First Author  Brozovic S Year  2004
Journal  Nat Med Volume  10
Issue  5 Pages  535-9
PubMed ID  15107843 Mgi Jnum  J:99596
Mgi Id  MGI:3583057 Doi  10.1038/nm1043
Citation  Brozovic S, et al. (2004) CD1d function is regulated by microsomal triglyceride transfer protein. Nat Med 10(5):535-9
abstractText  CD1d is a major histocompatibility complex (MHC) class I-related molecule that functions in glycolipid antigen presentation to distinct subsets of T cells that express natural killer receptors and an invariant T-cell receptor-alpha chain (invariant NKT cells).
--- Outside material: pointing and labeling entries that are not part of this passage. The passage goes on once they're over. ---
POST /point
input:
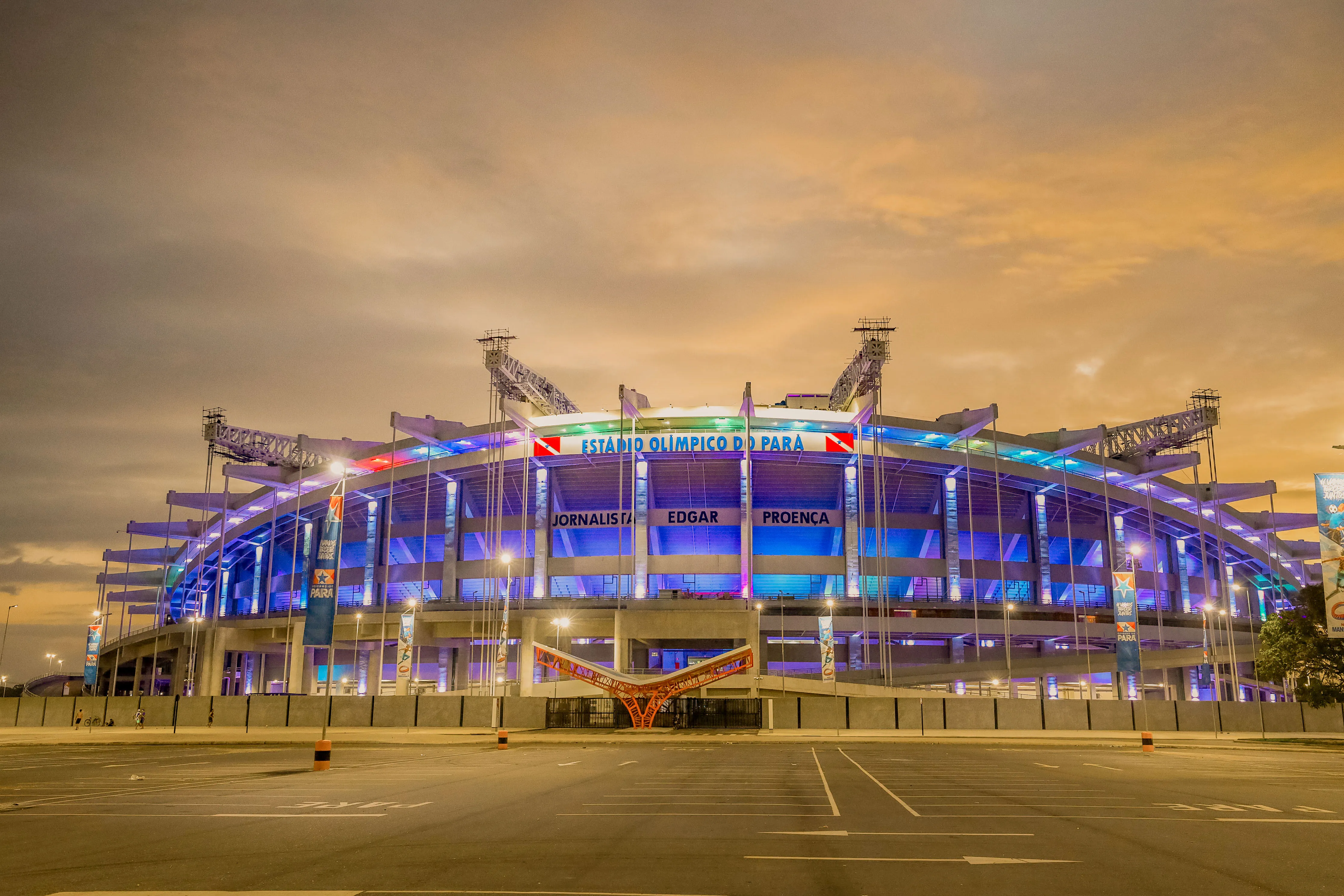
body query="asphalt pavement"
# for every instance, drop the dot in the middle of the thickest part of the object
(697, 817)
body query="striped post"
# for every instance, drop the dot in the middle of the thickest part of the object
(323, 755)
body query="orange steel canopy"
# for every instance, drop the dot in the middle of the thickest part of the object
(644, 696)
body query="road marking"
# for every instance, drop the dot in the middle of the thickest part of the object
(835, 810)
(881, 833)
(1288, 821)
(969, 860)
(487, 892)
(311, 815)
(879, 784)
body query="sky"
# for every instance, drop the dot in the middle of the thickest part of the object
(306, 213)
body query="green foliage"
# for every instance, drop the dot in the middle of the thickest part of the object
(1295, 645)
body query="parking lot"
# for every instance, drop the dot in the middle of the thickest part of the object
(708, 817)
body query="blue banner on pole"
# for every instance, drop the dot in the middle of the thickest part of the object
(829, 649)
(1127, 624)
(322, 590)
(92, 656)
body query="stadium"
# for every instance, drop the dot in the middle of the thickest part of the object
(951, 557)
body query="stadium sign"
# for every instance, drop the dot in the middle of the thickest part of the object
(691, 443)
(697, 516)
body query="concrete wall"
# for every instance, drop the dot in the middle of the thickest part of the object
(394, 712)
(912, 710)
(822, 712)
(1155, 715)
(120, 710)
(268, 711)
(1066, 715)
(193, 712)
(60, 712)
(1112, 715)
(1195, 715)
(31, 711)
(523, 712)
(353, 712)
(158, 711)
(232, 712)
(969, 714)
(476, 712)
(440, 711)
(873, 714)
(1283, 717)
(1019, 715)
(1323, 719)
(307, 711)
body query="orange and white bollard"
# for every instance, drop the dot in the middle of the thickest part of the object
(323, 755)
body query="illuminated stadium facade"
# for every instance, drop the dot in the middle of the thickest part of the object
(666, 535)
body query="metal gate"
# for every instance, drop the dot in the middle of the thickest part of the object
(679, 712)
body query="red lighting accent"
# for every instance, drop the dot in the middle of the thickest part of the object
(644, 699)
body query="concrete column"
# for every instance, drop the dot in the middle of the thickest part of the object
(853, 531)
(451, 550)
(213, 670)
(642, 530)
(1044, 550)
(462, 664)
(307, 682)
(951, 543)
(526, 656)
(745, 504)
(620, 644)
(296, 656)
(372, 530)
(542, 537)
(179, 670)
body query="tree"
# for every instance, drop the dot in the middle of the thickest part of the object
(1295, 645)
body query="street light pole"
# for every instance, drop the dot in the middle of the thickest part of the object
(6, 632)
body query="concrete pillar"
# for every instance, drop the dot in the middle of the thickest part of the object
(620, 644)
(640, 585)
(462, 665)
(951, 543)
(542, 537)
(451, 549)
(853, 531)
(745, 507)
(526, 656)
(179, 670)
(1044, 551)
(213, 671)
(296, 656)
(307, 682)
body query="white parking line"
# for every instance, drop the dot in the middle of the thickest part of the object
(881, 785)
(835, 810)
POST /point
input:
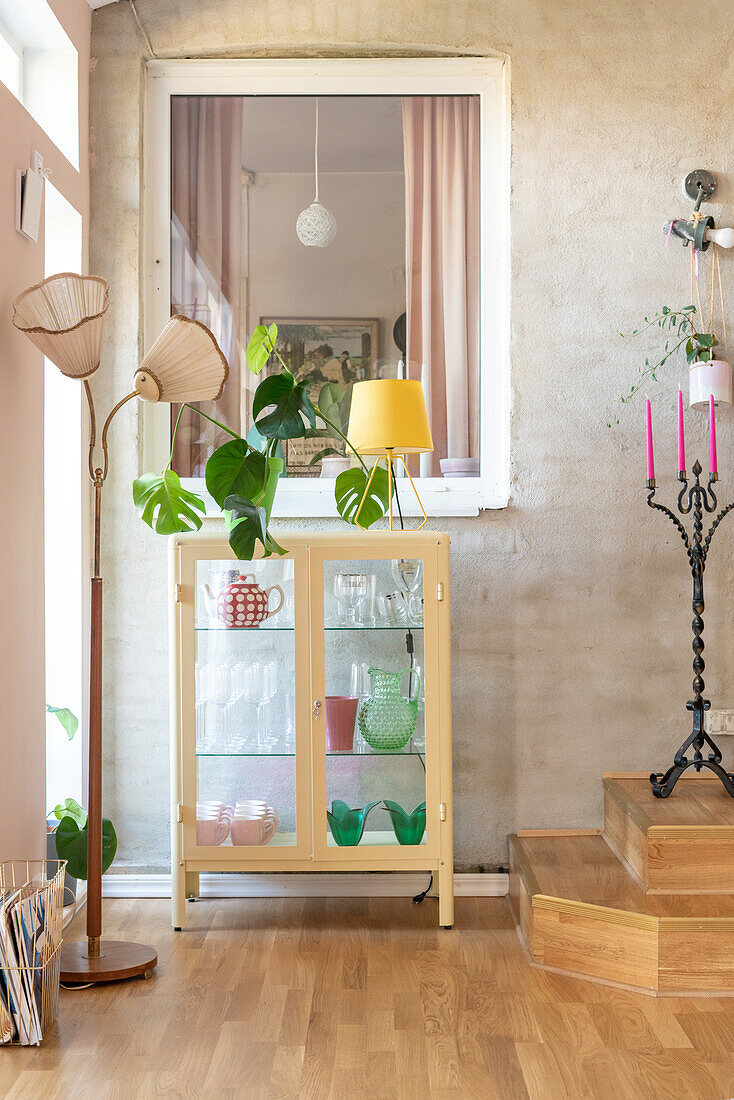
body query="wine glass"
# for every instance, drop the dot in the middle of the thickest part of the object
(350, 591)
(260, 686)
(407, 573)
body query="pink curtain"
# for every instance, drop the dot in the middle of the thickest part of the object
(441, 143)
(206, 251)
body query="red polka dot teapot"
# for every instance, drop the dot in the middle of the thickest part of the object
(242, 604)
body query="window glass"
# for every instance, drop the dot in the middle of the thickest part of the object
(379, 279)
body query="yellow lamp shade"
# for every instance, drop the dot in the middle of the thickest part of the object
(389, 415)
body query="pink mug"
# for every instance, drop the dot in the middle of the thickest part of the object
(254, 828)
(340, 717)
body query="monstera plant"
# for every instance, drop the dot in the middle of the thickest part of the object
(242, 474)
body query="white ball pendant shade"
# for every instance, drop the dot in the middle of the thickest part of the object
(184, 364)
(64, 317)
(316, 227)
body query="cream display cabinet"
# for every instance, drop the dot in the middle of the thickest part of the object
(305, 734)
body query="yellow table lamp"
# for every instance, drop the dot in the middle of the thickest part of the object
(389, 417)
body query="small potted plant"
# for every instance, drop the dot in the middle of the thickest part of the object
(707, 374)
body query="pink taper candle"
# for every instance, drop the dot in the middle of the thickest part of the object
(648, 427)
(681, 440)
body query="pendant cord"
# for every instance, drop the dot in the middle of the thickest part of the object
(316, 153)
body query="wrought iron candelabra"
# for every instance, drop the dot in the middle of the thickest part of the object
(697, 498)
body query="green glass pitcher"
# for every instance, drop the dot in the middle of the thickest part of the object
(387, 719)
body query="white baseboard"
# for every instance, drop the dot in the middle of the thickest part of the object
(393, 884)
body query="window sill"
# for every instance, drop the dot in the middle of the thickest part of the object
(304, 497)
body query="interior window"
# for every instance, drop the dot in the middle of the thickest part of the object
(352, 221)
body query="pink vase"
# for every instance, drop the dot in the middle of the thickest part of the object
(340, 718)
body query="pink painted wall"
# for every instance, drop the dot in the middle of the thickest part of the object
(22, 718)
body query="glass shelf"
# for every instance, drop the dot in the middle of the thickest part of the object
(274, 756)
(261, 629)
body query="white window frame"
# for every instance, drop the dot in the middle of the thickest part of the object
(484, 77)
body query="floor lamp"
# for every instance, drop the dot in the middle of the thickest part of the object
(64, 317)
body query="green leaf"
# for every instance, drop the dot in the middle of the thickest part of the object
(291, 404)
(236, 468)
(261, 347)
(70, 809)
(68, 721)
(164, 505)
(248, 526)
(349, 490)
(72, 845)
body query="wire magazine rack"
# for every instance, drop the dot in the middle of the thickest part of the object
(31, 921)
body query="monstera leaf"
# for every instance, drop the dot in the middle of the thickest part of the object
(69, 807)
(165, 505)
(236, 469)
(291, 405)
(261, 347)
(349, 490)
(72, 845)
(67, 718)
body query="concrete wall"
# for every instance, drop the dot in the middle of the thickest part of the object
(571, 607)
(22, 718)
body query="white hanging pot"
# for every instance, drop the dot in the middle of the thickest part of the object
(707, 378)
(335, 464)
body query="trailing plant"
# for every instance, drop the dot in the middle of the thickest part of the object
(70, 837)
(678, 326)
(242, 474)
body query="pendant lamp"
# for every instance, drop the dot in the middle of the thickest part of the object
(316, 226)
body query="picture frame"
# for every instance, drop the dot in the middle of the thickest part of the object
(337, 350)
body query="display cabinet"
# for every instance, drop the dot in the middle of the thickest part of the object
(311, 707)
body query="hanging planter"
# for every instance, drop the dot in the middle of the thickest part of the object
(705, 378)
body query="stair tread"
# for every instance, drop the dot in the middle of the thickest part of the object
(696, 802)
(583, 868)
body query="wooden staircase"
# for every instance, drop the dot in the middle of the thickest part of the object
(647, 902)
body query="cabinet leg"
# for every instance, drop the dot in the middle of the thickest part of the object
(177, 897)
(446, 894)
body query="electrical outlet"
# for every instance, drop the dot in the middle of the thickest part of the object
(720, 722)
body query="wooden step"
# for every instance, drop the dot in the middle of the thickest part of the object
(581, 912)
(683, 844)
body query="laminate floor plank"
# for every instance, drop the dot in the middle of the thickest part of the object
(363, 999)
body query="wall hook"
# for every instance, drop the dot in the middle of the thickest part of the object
(700, 230)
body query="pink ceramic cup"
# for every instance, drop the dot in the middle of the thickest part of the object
(340, 718)
(211, 831)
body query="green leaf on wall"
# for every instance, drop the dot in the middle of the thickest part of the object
(165, 505)
(292, 407)
(261, 347)
(72, 845)
(236, 469)
(349, 490)
(68, 721)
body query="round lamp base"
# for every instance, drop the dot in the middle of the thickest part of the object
(117, 960)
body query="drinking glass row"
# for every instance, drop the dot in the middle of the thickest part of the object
(241, 707)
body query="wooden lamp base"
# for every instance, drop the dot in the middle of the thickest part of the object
(117, 959)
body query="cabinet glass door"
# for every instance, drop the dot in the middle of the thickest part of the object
(372, 726)
(245, 705)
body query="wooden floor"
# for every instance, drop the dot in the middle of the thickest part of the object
(363, 999)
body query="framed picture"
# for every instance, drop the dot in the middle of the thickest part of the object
(337, 350)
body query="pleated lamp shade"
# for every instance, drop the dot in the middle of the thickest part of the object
(64, 317)
(184, 364)
(389, 415)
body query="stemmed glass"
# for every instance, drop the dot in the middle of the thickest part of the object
(260, 686)
(350, 591)
(407, 573)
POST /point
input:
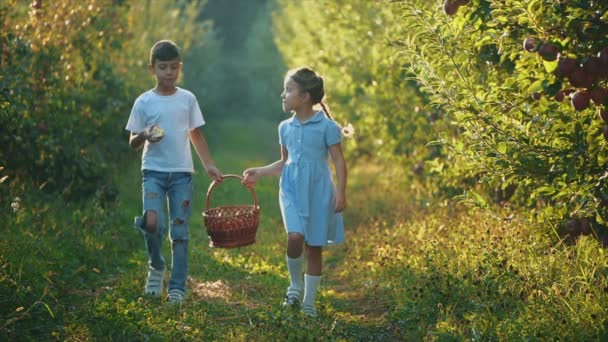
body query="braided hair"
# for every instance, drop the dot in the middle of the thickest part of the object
(312, 83)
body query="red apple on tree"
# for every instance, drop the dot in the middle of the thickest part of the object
(599, 95)
(580, 100)
(591, 65)
(450, 7)
(531, 44)
(602, 56)
(536, 96)
(604, 116)
(565, 66)
(548, 51)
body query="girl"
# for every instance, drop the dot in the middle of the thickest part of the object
(311, 205)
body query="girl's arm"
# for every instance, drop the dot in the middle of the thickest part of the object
(252, 175)
(338, 158)
(202, 149)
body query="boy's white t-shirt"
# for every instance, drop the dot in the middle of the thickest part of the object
(176, 114)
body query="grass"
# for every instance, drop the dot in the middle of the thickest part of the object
(409, 271)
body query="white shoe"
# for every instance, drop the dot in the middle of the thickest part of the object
(176, 296)
(309, 310)
(154, 284)
(291, 300)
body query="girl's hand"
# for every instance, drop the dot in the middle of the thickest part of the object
(214, 173)
(339, 202)
(250, 176)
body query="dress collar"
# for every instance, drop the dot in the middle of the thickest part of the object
(313, 119)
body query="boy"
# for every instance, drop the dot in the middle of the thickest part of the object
(164, 120)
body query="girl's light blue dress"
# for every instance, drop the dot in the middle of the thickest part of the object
(306, 189)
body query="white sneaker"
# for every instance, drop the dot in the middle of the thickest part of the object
(154, 284)
(291, 300)
(309, 310)
(176, 296)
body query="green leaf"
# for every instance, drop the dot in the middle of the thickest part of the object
(546, 190)
(536, 86)
(550, 66)
(502, 148)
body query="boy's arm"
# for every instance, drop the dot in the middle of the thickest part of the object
(338, 158)
(137, 140)
(202, 149)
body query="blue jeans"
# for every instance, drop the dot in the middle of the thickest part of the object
(176, 189)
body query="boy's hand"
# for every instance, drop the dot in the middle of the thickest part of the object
(250, 177)
(339, 202)
(154, 133)
(214, 173)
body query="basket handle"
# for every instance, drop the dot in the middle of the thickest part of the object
(215, 184)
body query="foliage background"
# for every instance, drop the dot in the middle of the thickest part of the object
(445, 126)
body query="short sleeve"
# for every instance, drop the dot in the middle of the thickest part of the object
(196, 116)
(333, 134)
(136, 121)
(281, 130)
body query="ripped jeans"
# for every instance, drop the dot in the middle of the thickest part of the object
(174, 188)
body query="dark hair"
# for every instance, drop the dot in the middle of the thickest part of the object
(312, 83)
(164, 50)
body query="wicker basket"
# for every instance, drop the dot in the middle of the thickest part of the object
(231, 226)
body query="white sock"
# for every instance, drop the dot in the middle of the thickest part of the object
(311, 284)
(295, 275)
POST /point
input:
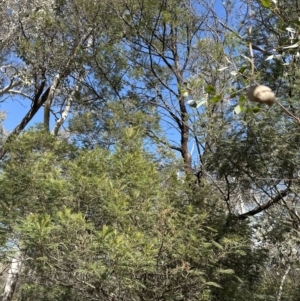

The acquisition of glycolipid antigens by CD1d occurs, in part, in endosomes through the function of resident lipid transfer proteins, namely saposins. Here we show that microsomal triglyceride transfer protein (MTP), a protein that resides in the endoplasmic reticulum of hepatocytes and intestinal epithelial cells (IECs) and is essential for lipidation of apolipoprotein B, associates with CD1d in hepatocytes. Hepatocytes from animals in which Mttp (the gene encoding MTP) has been conditionally deleted, and IECs in which Mttp gene products have been silenced, are unable to activate invariant NKT cells. Conditional deletion of the Mttp gene in hepatocytes is associated with a redistribution of CD1d expression, and Mttp-deleted mice are resistant to immunopathologies associated with invariant NKT cell-mediated hepatitis and colitis. These studies indicate that the CD1d-regulating function of MTP in the endoplasmic reticulum is complementary to that of the saposins in endosomes in vivo.